Europa Quiz Politische Bildung

Heute fand der Landeswettbewerb des Europa-Quiz für Schüler zwischen 14 und 18 Jahren statt. Jedes Jahr sind einige Jugendliche dabei, die eine tolle Allgemeinbildung und ein sagenhaftes Wissen über politische Vorgänge der Gegenwart und der Vergangenheit haben. So würde ich mir meine Kinder wünschen, wenn sie dieses Alter haben.

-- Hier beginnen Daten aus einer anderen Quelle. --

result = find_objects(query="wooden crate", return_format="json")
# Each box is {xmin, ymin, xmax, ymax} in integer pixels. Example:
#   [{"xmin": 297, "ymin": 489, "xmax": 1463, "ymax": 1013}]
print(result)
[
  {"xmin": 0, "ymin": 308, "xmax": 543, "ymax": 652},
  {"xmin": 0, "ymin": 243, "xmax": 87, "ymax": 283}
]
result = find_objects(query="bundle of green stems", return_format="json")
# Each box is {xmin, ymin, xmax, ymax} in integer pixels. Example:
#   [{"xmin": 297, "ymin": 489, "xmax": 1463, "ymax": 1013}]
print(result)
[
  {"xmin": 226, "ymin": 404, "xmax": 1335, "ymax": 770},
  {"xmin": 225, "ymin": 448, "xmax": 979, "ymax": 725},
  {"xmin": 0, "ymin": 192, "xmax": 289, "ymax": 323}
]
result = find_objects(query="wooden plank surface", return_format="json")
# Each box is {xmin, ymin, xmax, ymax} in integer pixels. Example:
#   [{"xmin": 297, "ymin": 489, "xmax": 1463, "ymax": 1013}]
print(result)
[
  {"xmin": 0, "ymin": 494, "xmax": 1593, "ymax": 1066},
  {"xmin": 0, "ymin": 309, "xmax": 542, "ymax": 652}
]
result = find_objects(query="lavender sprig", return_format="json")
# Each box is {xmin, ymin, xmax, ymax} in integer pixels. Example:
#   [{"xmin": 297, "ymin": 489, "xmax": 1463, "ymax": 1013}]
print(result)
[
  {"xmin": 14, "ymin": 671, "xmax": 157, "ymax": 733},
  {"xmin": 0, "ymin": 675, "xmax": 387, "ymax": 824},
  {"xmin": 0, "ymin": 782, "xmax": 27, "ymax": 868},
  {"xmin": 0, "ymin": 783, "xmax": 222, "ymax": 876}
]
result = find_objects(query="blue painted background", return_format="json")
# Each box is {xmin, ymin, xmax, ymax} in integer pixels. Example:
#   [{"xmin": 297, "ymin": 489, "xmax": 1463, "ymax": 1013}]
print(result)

Die Fragen der Vorschlussrunde und der Finalrunde der Berufsschulen können – zum Üben für das nächste Jahr – hier heruntergeladen werden. Hier sind einige Fragen aus dem Dalli-Klick-Spiel für Berufsschüler.  (Beim Quiz selbst stoppt die Technik, wenn ein Mitspieler eine Taste drückt. Wenn Sie hier mitspielen wollen, dann drücken Sie Pause und raten die Antwort).

Eine Frage aus einem anderen Quizteil ist aufgefallen: „Was feiern wir am Nationalfeiertag, dem 26. Oktober?“ Diese Frage wurde von den zwei Teilnehmern immer mit „Da hat der letzte Soldat Österreich verlassen“ beantwortet. Der Moderator, ZIB1-Sprecher Tarek Leitner, meinte dass das fälschlicherweise noch immer so in den Schulen unterrichtet werden würde. Ich kann nur sagen, ich habe das in Volks- und Hauptschule auch so gelernt. Ich schwöre. Meine Frau auch. Und offensichtlich die heutigen Jugendlichen auch. Wenn wir uns die Seiten für „Kids“ im Forum OÖ Geschichte ansehen, dann steht das auch so ähnlich drinnen:

„Einen Tag nachdem der letzte fremde Soldat Österreich verlassen hatte – am 26. Oktober 1955 – wurde vom Nationalrat das Gesetz über die immerwährende Neutralität beschlossen. „

Woran kann diese Information im Gehirn eines Jugendlichen anknüpfen? An das Bild „Soldat“ oder an das abstrakte Konzept „Neutralität“? Bei mir hat sich der Staatsfeiertag mit dem Bild marschierender Truppen verknüpft. Höchstwahrscheinlich habe ich in der Volksschule auch einen Film dazu gesehen. Deshalb kann ich heute ganz ehrlich sagen: Ich habe das so gelernt. Was nicht heißt, dass es so gelehrt wurde…

Lernregel Nummer 1: Wir können nichts Neues lernen! Wir können nur an Bekanntes anknüpfen.

Also: Richtigerweise feiern wir am 26. Oktober die immerwährende Neutralität. Hätte mich die Frau Lehrerin damals folgendes überlegen lassen: „Warum war Neutralität damals wichtig?“, „Warum heißt das immerwährend?“, „Warum hat das so lange gedauert, bis der Staatsvertrag unterschrieben wurde?“, „Warum brauchen wir überhaupt einen Staatsvertrag?“ usw

… dann hätte das von den marschierenden Truppen abgelekt und in meinem Gehirn wären Verbindungen geschaffen worden für das abstrakte Konzept der Neutralität.